Before putting the fish in the tank did you test the water they came in and compare it with your tank water? Sometimes a big change in water parameters will kill fish when you first bring them home.... although I would think it would have killed them sooner. Same as acclimating them. It needs to be done slowly, but again, I'd think it would have killed them sooner if that was the problem.

Sometimes fish just die. Who knows how long they were at the fish store for... maybe they were old.

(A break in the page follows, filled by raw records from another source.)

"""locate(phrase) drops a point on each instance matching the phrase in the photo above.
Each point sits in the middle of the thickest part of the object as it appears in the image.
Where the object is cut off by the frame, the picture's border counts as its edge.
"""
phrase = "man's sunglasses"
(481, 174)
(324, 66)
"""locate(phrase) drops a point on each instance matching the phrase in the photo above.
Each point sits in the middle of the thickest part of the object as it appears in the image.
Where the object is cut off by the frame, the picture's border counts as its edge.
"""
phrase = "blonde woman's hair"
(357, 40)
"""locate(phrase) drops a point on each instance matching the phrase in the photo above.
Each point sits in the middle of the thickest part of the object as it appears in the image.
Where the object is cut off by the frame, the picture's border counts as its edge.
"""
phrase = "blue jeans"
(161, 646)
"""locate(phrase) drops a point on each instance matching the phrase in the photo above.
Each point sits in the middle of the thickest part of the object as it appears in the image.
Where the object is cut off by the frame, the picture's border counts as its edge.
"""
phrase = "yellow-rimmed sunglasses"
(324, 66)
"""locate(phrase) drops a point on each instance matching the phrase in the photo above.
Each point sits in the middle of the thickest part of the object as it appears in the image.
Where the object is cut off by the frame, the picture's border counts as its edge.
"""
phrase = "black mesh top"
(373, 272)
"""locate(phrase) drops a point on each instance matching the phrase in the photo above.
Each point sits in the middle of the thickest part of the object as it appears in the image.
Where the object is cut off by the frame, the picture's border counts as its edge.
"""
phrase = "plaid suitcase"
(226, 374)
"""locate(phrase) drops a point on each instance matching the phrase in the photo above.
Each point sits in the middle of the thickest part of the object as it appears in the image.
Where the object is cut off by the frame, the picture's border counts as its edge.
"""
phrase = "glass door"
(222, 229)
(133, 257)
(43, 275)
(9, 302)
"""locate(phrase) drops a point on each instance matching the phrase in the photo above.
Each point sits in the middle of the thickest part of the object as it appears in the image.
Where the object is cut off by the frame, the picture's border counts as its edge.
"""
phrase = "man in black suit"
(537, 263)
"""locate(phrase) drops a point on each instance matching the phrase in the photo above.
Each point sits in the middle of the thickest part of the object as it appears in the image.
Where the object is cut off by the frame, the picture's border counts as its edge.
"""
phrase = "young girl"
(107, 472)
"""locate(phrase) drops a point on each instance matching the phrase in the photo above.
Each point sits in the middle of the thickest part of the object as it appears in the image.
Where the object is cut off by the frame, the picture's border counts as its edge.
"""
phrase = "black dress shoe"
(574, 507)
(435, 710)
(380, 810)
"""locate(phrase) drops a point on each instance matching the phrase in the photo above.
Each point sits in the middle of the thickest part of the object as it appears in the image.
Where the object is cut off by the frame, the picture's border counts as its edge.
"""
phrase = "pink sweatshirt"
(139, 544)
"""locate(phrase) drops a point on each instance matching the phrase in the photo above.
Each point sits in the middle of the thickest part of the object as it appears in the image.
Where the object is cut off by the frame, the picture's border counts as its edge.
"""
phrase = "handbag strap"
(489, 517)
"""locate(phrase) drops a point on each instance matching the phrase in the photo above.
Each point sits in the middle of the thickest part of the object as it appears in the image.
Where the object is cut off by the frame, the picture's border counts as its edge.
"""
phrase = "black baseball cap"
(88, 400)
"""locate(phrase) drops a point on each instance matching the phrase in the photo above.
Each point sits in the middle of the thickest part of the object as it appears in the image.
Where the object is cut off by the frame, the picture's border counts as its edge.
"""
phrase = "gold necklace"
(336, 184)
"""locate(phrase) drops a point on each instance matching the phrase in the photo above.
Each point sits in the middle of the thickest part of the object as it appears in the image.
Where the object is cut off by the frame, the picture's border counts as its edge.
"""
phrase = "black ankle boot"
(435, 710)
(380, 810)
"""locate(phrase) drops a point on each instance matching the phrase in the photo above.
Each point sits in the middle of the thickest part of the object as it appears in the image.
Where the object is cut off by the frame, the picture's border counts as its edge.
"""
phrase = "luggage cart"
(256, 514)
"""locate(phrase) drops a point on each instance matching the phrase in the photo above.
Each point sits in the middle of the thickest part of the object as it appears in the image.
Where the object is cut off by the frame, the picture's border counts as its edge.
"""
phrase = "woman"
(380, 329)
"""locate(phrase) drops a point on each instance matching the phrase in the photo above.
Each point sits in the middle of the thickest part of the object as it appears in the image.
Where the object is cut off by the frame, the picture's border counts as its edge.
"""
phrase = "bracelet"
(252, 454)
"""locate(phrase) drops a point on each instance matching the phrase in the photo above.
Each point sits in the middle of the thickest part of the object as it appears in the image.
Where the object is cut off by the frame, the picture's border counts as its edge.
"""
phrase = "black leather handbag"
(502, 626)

I hope some of this helps and good luck with the rest of your fish. (Are you going to replace the Cory's? I read somewhere they like to be in groups.)


----------



## jrman83 (Jul 9, 2010)

What method did you use to cycle the tank? Just from the info you gave, doesn't sound like your tank was cycled.


----------



## AshRD (Jun 15, 2011)

Yes I did a fishless cycle. It took about 4 weeks for it to get established. I was dumping a teaspoon or more of pure ammonia about every week and it was being processed in a fairly short amount of time. The water oxygenation may be a culprit. There is not alot of agitation from my filter, but overall with the water changes and the fact that there are so few fish, I'm not sure. I may want to get something to add just in case.


----------



## jrman83 (Jul 9, 2010)

Then what method did you use to acclimate the fish before putting them into the tank?


----------



## majerah1 (Oct 29, 2010)

If you were cycled then either the corys were not acclimated right,or they were ill.Any signs of distress(IE,white spots,cottony growth,clamped fins,red streaks,or gold shimmer when shining a flashlight)Tell us the process of acclimation,if you dont mind?


----------



## Subaru4wd (May 6, 2011)

Did you monitor your PH? When You did your waterchange, did you check the PH of the water entering the tank? A ph change of more than 0.3 is enough to kill your fish. 

Also a 25% water change on a 20gal tank maybe alittle excessive. I would have done 10% with RO or at the least leave your treated, new water sit overnight to stablize before you do the water change.


----------